Dans un communiqué lu à la télévision publique, le ministre nigérien de la Défense, le général Salifou Mody, a indiqué qu’« un groupe de soldats en rupture avec le règlement militaire » avait séquestré certains de leurs camarades avant de mener des tirs contre plusieurs sites stratégiques de la capitale. Selon lui, l’intervention rapide des forces de défense et de sécurité a permis de contenir le mouvement et de reprendre progressivement le contrôle de la situation.
Les circonstances exactes de ces événements demeurent toutefois floues. Les autorités n’ont pas précisé si elles considéraient ces actions comme une simple mutinerie ou comme une tentative de coup d’État.

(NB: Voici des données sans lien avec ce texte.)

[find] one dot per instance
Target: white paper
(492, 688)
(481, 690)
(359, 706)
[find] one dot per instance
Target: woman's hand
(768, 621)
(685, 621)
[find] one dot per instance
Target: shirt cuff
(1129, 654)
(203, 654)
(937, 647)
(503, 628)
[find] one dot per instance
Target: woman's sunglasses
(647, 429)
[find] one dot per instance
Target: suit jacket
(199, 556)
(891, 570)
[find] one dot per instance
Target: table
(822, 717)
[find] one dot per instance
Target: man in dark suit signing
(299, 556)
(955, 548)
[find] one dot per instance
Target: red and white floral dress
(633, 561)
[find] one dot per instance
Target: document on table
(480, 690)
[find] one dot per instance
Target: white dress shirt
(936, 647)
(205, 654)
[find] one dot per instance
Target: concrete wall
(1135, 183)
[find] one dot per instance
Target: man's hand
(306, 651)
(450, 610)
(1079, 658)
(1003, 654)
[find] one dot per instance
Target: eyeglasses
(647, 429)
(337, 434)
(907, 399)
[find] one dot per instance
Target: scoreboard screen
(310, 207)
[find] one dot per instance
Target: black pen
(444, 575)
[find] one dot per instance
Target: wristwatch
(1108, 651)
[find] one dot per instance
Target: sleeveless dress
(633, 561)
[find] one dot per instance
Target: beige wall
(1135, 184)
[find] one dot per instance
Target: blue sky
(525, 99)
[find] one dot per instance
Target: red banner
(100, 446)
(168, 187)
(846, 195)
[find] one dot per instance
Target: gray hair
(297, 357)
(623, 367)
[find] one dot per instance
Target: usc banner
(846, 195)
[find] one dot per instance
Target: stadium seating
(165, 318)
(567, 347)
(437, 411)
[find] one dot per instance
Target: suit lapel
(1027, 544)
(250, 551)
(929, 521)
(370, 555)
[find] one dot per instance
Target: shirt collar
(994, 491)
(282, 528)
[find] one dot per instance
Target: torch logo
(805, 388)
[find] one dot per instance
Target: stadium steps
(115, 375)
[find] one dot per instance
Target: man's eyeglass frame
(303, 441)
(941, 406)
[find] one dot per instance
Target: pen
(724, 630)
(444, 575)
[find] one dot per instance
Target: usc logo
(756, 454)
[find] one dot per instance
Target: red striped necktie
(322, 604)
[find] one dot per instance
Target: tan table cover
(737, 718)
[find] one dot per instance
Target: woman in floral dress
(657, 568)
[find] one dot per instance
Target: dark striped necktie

Les revendications des soldats impliqués restent également inconnues.
Selon plusieurs sources sécuritaires et diplomatiques, les mutins se seraient repliés sur la base aérienne de Niamey, située dans l’enceinte de l’aéroport international. Cette installation stratégique abrite notamment des infrastructures militaires importantes ainsi que le quartier général des partenaires russes du Niger regroupés au sein d’Africa Corps.
Durant la nuit et une partie de la matinée, des habitants de Niamey ont rapporté de fortes détonations et des échanges de tirs dans plusieurs quartiers de la capitale, notamment aux abords de l’aéroport et de la présidence. L’accès à certains secteurs a été bouclé par un important dispositif militaire. Le signal de la télévision nationale a également été interrompu pendant plus d’une heure avant d’être rétabli.
Selon des sources sécuritaires citées par plusieurs médias, des militaires insurgés auraient tenté de pénétrer dans le palais présidentiel avant d’être repoussés par la garde présidentielle, demeurée fidèle au général Abdourahamane Tiani, chef du régime militaire depuis le coup d’État de juillet 2023.
En fin de matinée, plusieurs habitants faisaient état d’un retour au calme dans la capitale. Les autorités ont appelé la population à poursuivre ses activités normalement, tandis que des soutiens du régime ont lancé un appel à manifester en faveur du pouvoir.
Ces événements interviennent dans un contexte sécuritaire déjà tendu au Niger, confronté depuis plusieurs années aux violences jihadistes. Depuis son arrivée au pouvoir, la junte dirigée par le général Tiani a renforcé ses liens avec le Burkina Faso et le Mali au sein de l’Alliance des États du Sahel (AES) et s’est rapprochée de la Russie, tout en rompant avec son ancien partenaire sécuritaire français.